Black lives matter. It must be said.

Finally, let me add that Community Unitarian Church (now Community Unitarian Universalist Congregation) has a long history of annoying our neighbors. My predecessor, the Rev. Clifford Vessey, who served our congregation from 1942 to 1964 prepared an address called "The Story of the White Plains Community Church, Unitarian (A Profile of its Early Years, 1909-1942)" (1963). Rev. Vesey reports:
"There was one occasion when the very announcement of an invited speaker incurred the wrath of McCarthyites in White Plains and Scarsdale in 1921. John Haynes Holmes was to speak on 'The Religious Training of Children.' Dr. Holmes was known to have had a few kind things to say about the Russian people and their revolution. He was also a pacifist, a conscientious objector to war. This was enough to make him guilty by association and the very announcement of his forthcoming visit to White Plains brought forth a protest meeting in the White Plains High School, sponsored by the American Legion, which was attended, according to the paper, by over 800 people. The banner headline of the Daily Reporter read: 'Crowded meeting greets Dr. Holmes' name with derision.' The front page editorial included this statement: 'Dr. Holmes will find the atmosphere in White Plains decidedly chilly if he carries out his idea of speaking at Community Church. No man should be invited to this community to speak unless he is known to be 100% true American.'"

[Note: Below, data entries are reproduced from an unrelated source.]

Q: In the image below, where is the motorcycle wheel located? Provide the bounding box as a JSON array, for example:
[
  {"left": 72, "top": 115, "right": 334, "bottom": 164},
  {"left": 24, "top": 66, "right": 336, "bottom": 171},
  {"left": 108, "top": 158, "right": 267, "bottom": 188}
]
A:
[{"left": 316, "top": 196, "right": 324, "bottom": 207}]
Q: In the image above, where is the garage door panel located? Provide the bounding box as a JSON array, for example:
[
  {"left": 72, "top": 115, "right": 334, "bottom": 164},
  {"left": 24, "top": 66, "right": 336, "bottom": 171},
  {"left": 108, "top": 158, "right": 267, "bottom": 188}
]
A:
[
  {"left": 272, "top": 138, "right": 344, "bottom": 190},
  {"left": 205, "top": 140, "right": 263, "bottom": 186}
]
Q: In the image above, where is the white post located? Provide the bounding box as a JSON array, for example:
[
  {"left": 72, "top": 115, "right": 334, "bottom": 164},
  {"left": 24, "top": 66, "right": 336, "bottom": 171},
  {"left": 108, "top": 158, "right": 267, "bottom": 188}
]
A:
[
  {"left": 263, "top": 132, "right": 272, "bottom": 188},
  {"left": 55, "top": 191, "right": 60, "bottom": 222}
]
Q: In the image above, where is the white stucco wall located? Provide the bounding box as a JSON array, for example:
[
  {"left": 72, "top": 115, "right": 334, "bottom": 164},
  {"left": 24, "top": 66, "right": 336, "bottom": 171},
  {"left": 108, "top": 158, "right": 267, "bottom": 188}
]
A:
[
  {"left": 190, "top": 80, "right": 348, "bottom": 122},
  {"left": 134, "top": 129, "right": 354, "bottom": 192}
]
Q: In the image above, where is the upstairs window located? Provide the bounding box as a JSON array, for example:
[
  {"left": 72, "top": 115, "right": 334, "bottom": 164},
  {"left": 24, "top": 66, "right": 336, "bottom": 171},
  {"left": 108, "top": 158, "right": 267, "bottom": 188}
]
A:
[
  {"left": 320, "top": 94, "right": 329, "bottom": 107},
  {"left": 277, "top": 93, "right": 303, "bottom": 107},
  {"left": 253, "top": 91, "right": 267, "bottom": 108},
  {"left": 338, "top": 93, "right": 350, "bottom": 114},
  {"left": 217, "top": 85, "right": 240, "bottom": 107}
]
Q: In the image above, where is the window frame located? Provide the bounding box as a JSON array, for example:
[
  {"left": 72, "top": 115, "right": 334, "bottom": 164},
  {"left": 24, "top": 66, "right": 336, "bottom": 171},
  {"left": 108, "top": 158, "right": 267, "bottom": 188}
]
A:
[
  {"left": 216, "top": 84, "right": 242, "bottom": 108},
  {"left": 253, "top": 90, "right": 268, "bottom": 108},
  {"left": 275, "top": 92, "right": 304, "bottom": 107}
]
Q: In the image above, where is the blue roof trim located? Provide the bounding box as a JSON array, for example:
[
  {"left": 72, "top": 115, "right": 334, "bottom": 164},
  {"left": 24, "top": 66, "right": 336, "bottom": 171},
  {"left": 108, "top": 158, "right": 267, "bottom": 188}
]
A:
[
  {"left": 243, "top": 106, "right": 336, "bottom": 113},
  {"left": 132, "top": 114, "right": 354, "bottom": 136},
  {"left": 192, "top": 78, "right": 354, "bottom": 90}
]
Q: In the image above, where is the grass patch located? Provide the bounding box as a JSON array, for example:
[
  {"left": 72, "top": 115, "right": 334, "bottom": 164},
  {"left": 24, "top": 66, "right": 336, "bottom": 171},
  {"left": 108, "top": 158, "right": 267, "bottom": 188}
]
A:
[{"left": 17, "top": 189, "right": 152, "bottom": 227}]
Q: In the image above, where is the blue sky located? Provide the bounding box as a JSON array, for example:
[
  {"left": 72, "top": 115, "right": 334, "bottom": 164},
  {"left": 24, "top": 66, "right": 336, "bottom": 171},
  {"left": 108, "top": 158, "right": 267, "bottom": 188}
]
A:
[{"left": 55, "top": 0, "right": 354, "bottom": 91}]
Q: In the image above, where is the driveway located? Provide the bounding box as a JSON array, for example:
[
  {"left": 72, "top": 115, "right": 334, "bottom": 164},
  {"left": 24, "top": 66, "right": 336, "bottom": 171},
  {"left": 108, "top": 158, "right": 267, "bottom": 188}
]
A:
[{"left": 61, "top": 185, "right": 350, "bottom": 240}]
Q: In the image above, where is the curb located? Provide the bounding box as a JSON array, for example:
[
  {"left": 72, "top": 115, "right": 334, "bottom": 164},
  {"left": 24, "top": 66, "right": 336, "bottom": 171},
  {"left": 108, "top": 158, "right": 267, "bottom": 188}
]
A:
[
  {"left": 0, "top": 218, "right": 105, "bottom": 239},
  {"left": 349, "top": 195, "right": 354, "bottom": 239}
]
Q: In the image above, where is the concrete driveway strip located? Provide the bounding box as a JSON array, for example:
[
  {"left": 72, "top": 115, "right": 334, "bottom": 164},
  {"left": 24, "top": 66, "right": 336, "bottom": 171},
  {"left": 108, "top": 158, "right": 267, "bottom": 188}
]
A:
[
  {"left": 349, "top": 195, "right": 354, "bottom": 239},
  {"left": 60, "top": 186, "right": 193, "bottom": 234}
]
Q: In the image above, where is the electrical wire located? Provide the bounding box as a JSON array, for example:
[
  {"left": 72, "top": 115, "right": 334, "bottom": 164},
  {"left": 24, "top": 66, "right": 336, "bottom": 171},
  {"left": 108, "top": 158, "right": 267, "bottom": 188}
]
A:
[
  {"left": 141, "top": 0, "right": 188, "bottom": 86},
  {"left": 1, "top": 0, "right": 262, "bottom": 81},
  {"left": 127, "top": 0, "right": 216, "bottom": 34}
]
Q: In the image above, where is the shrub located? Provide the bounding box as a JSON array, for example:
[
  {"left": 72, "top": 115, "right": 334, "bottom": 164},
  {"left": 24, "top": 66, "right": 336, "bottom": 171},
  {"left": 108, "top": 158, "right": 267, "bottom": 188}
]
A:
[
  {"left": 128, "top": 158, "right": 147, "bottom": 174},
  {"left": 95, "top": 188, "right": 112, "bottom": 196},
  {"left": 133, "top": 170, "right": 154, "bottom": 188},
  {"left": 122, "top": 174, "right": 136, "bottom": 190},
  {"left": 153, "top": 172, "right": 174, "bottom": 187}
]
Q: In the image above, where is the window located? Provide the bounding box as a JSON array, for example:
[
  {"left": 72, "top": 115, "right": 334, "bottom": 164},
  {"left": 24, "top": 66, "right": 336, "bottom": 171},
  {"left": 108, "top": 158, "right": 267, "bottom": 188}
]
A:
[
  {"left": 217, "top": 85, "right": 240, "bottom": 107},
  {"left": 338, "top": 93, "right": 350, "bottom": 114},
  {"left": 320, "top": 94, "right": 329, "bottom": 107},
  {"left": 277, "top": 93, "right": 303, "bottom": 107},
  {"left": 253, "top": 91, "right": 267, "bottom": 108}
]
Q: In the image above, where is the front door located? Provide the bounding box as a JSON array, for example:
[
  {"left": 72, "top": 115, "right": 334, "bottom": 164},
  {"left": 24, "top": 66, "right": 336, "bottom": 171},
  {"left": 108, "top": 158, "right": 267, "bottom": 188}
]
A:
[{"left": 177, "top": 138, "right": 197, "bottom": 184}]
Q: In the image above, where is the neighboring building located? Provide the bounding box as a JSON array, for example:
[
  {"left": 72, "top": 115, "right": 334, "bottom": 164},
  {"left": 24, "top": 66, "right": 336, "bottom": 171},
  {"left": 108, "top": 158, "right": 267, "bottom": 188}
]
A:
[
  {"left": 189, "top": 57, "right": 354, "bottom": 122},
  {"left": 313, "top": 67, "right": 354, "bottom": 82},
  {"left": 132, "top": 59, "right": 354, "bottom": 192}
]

Rev. Vessey then quotes from what he calls "one of the most cherished documents of our Church": the reply of our Board of Trustees, written by Albert Whitney, chair. Whitney's letter declares:
"Our speakers are men and women who are thinking and doing worth-while things in the life of the world. In inviting them to speak to us we hope that they will give us the spiritual aspects of those things that they have most at heart and unto which they have set their hands...You may say that the men and women that we get to speak to us on Sundays are not speaking the truth. Very well; let us say that they are right only half the time; but even fifty percent of truth from a man or woman who is doing and thinking things that are worth while is worth having. And as to the untruth -- we have no fear of that as long as it is in the open....Now, Mr. Editor, in your opposition to the activities of our organization I venture to say that you have done your full duty by the community in warning them not to attend our meetings. That is within your right. When you go beyond this point, however, and incite the community to deprive our speakers of their right to be heard, you are venturing on exceedingly dangerous ground. The right of free speech is sacred; it is guaranteed by the Constitution. When you tamper with that right you have undertaken something more serious than a fight with our Church; you have stepped into a larger arena. We have no right either to the credit or the distinction of being the defenders of the right of free speech, and I beg that you will not force us into accepting this too honorable position...We should prefer a more normal and slower development of our Church to a development under religious persecution. But whatever happens we shall stand unalterably upon our right to seek the truth wherever it may be found, for it is the truth that shall set us all free."
We stood by our principles, even when 800 of our neighbors gathered to protest against us, and the local paper castigated us. We stood ready to face what persecution might come.

I am but newly a White Plains Unitarian Universalist, but I am proud to be part of a people made of such stern and good stuff -- a people who stand for what needs to be stood for, who will say what must be said, whether it irks the neighbors or not.